Mas, desde o fim de 2020 tem sido um sei lá muito confuso, contraditório, irreal. Esse sei lá aí que descrevi acima, cedeu lugar a um sei lá que ainda não consigo contorna palavra que o nomeie. Contando com a internação em 22 de dezembro de 2020, esse será o quarto fim de ano sem sua presença. Tudo aconteceu exatamente entre a semana de natal e a primeira semana de janeiro. Era incompatível! Um ano novo chegando e uma vida deixando de existir. Que paradoxo de – coloque o palavrão que quiser aqui -! Todo aquele sei lá de antes da ansiedade boa, da magia e da esperança que se fazia com as luzinhas, os enfeites, o reencontro com familiares e parentes, se transformou em angústia, escuridão, solidão e desesperança. Era o incompreensível da vida subvertendo a “lógica”. Como um filho pode ir primeiro que uma mãe?! Não há nada que consiga fazer com que isso seja aceito. Parecia que eu havia sido jogada em um caleidoscópio que a cada movimento causava vertigem. Porque ao invés de cores era composto por sentimentos e emoções irreconhecíveis. Da paralisia, mudez, choro, agitação, raiva, ódio, saudade, culpa, desamparo, solidão até o “sei lá”. Sabe aquela frase do personagem Chicó “Num sei. Só sei que foi assim.”. Pois bem. Não havia explicação, só o fato em si. Só havia uma (in)certeza. Que eu teria que lidar com isso de alguma forma.

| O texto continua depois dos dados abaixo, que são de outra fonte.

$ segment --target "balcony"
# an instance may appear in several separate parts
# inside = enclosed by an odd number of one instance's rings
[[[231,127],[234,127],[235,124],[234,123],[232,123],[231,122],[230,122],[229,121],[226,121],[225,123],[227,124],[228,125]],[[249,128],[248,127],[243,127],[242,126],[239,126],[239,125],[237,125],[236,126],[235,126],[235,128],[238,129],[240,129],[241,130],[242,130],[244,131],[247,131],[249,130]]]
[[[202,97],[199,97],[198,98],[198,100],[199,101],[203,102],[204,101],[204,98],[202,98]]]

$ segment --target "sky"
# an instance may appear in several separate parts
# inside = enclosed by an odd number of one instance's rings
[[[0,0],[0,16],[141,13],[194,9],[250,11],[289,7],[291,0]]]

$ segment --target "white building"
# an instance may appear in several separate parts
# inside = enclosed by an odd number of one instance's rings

Aos poucos esse caleidoscópio doido foi se transformando. Deixando de causar vertigem, mas, não o incômodo. Esse aí ganhou contornos outros. Ser atravessada por esse paradoxo da inversão da ordem natural da vida, a que supomos que seja assim, é uma travessia da qual não se pode voltar o mesmo. É como uma ponte que se rompeu e não pode ser reconstruída no mesmo lugar. Porque o ponto que a sustentava não está mais lá. Mas, é preciso haver uma ponte. Não é possível simplesmente que ela deixe de existir. Ela precisará ser reconstruída a partir de algum outro ponto que te levará de um lugar para o outro. Também não é possível não a atravessar. Não. Isso não é opção. Por mais difícil que seja. Atravessar é religar de uma forma outra da que era conhecida. E busca tentar tornar reconhecido esse outro lugar.

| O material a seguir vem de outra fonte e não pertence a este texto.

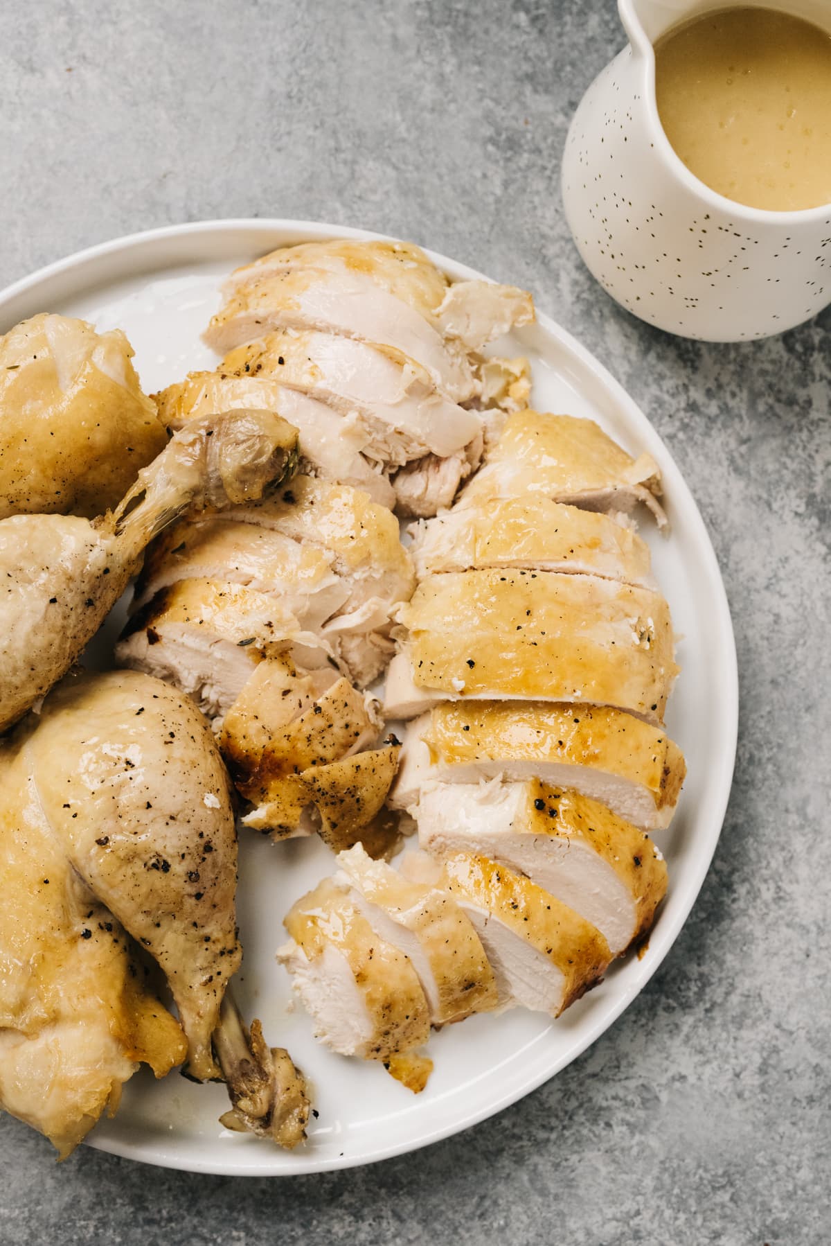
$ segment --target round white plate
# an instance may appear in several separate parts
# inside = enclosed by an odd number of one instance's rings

Mesmo ainda sentindo o raio do “sei lá”, esse ano eu quero enfeitar árvore, comprar todos os enfeites possíveis. Claro, as luzinhas que não poderão faltar! Talvez você pense que seja fácil, que está superado. Não. Não está. Quero fazer isso para tentar reconstruir minha ponte partida de outro lugar. Quero que meu coração seja inundado pela magia do encantamento, ternura e a esperança de outrora. Mas, não falo da esperança do verbo esperar, de se conformar. Falo do lugar da esperança do verbo esperançar, que significa buscar, fazer o possível, transbordar. Fazer minhas próprias bordas no vazio que ficou. Não tenho mais a presença física que me sustentava no lugar de mãe e tudo o que a isso correspondia. Mas agora posso começar a me reconhecer nesse mesmo lugar de outro jeito, a ausência física que causa o vazio, começa a se sustentar na presença interna, nas lembranças do som da voz dizendo mãe, no som das risadas quando ficava rolando os reels, no som das chaves fazendo barulho antes de abrir a porta, no som do violão que vinha do seu quarto, no cheiro do perfume que ficava no corredor ou da inhaca que ficava no quarto às vezes, do calor, da textura e força do abraço que muitas vezes eram desajeitados… Essas lembranças são minhas, estão mim. E nada me tirará elas – claro, isso se eu não for visitada pelo alemão “Zheimer”. Enfim, tudo uma hora acaba. Aqui vou terminando esse parto doloroso que foi parir essas palavras. Voltando ao natal, sabe aquela estrela que se coloca na ponta da árvore? Àquela maior e mais bonita que significa a estrela que guia? A minha está um pouco mais além do topo da árvore. Brilhando em algum lugar lá em cima, onde meus olhos podem definir, mas, meu corpo se atravessa por sua luz. E sabe as luzinhas que enfeitarão minha casa, elas serão minha metáfora.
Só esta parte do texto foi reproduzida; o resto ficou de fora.